Full Fact started in 2010, inspired by a fact checking organisation in the USA. However, they felt that fact checking on its own would not work. They therefore adopt a carrot and stick approach, involving, for example, working with organisations to help prevent false information being disseminated, and (the “stick”) pressuring for correction. Incorrect information may be sometimes a result of the unhelpful presentation of statistics etc. in, for example, national statistics. They have found responses to these pressuring have improved from months to hours, due to Full Fact’s persistent work.
Sippitt described their reaction to the surprise announcement of the UK 2017 general election: to get out out high quality fact checks, work with partners in getting out correct information, and strategic interventions in areas that had been problematic in the past. They have lobbied for changes to the purdah rules that restrict information given out by the government during an election period, as this can also be a barrier to disseminating correcting information. Full Fact reacted to key stories where facts would correct/ illuminate issues (e.g. “the dementia tax”) and paid attention to the places where people get their news, notably social media. They found that graphics were more effective than videos in conveying information.

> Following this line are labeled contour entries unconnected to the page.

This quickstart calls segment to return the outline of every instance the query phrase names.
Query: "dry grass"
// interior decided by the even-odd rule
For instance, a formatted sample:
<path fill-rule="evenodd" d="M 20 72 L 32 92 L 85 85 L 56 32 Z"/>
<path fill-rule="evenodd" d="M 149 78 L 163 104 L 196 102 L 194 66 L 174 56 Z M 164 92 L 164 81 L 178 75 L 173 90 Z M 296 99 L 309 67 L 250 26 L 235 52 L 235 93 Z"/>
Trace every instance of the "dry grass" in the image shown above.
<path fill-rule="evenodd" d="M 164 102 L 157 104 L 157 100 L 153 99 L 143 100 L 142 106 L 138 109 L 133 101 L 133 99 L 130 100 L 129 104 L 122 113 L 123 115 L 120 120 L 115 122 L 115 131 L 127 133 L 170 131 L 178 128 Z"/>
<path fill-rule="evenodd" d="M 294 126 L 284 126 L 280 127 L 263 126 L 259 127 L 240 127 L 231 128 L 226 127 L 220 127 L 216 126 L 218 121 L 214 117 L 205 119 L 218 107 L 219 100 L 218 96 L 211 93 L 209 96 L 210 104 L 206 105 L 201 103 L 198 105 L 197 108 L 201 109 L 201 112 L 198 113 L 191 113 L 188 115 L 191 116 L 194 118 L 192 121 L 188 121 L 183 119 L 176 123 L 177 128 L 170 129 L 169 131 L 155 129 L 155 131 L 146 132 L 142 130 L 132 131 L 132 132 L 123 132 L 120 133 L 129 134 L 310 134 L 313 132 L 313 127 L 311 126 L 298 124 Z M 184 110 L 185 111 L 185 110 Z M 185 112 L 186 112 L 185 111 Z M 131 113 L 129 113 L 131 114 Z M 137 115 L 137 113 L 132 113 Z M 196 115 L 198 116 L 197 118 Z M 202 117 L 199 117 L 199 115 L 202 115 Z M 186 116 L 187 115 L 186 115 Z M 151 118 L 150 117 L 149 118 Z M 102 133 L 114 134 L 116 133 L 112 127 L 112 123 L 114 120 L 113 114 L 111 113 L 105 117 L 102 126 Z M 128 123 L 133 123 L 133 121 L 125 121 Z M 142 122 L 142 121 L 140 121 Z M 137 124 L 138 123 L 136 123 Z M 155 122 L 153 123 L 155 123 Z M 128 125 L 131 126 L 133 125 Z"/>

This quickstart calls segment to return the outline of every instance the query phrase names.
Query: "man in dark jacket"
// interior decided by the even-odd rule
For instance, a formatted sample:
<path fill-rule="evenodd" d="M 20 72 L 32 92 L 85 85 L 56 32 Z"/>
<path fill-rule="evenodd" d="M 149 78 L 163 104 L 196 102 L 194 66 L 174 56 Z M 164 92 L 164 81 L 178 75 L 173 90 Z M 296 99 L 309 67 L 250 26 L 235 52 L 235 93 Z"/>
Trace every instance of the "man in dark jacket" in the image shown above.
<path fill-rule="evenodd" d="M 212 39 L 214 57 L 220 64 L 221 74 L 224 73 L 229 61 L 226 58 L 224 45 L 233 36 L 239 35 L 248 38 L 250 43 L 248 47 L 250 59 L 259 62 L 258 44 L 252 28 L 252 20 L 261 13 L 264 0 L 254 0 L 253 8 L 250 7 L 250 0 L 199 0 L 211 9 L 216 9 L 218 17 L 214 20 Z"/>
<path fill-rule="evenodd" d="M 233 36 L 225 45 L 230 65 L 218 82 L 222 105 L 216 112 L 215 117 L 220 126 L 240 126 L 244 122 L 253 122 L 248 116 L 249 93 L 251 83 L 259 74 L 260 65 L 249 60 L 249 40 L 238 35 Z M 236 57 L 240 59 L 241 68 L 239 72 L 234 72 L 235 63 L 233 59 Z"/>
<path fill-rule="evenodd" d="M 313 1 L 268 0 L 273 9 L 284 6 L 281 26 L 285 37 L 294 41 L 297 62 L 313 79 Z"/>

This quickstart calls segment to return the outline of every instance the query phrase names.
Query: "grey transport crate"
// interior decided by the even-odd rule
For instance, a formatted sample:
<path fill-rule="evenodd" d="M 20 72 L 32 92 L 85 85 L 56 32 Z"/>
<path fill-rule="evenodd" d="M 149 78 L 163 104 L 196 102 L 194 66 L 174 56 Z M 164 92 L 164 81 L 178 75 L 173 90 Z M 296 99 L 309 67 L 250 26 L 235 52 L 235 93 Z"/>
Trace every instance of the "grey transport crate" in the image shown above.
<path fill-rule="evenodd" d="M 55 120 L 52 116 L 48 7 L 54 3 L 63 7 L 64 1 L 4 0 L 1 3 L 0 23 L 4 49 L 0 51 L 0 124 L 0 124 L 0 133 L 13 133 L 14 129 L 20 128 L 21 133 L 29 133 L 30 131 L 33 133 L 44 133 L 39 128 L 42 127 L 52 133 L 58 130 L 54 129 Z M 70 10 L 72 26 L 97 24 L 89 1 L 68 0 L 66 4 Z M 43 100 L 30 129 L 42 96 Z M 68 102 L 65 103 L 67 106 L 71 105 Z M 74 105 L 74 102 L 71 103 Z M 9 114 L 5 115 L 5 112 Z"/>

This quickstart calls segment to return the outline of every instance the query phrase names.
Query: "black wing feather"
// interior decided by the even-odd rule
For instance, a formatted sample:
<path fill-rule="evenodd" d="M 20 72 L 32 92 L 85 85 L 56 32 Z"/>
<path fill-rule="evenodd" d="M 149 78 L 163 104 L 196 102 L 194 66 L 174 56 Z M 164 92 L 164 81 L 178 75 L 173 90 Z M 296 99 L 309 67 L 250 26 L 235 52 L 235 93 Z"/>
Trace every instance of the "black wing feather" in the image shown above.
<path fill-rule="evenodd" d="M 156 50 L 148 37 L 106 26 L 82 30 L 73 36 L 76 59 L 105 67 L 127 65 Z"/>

For a key TV debate they were based in the studio, tweeting and blogging to provide a factual commentary. They have developed a fact checking tool which also enabled them to generate informative tweets very quickly to respond to things under discussion.
The number of fact checking organisations has grown, throughout the world. Sippitt felt that they were relatively lucky in the U.K., since they have access to officials and official sources, whereas in other countries the fact checkers may have less access and cannot have the same relationship with official organisations.
Full Fact would like to know more about the people i.e. the general population, who they want to influence. There is research evidence that people are misinformed about some issues, that people don't trust politicians, and may end up choosing between total faith and total cynicism.
Sippitt went on to list some research questions they would like to investigate. At the moment there was research whether we change our minds, but there were a lot of research gaps. A lot of the research was carried out in North America, which obviously may not transfer to other countries and cultures.
They wanted more research on: how Full Fact can best communicate; how Full Fact can demonstrate their credibility; how people consume information e.g. what makes people share their work, why do people get interested in fact checking, how can they reach people who are not currently interested; Full Fact’s impact on the people they fact check e.g. are they changing their behaviour.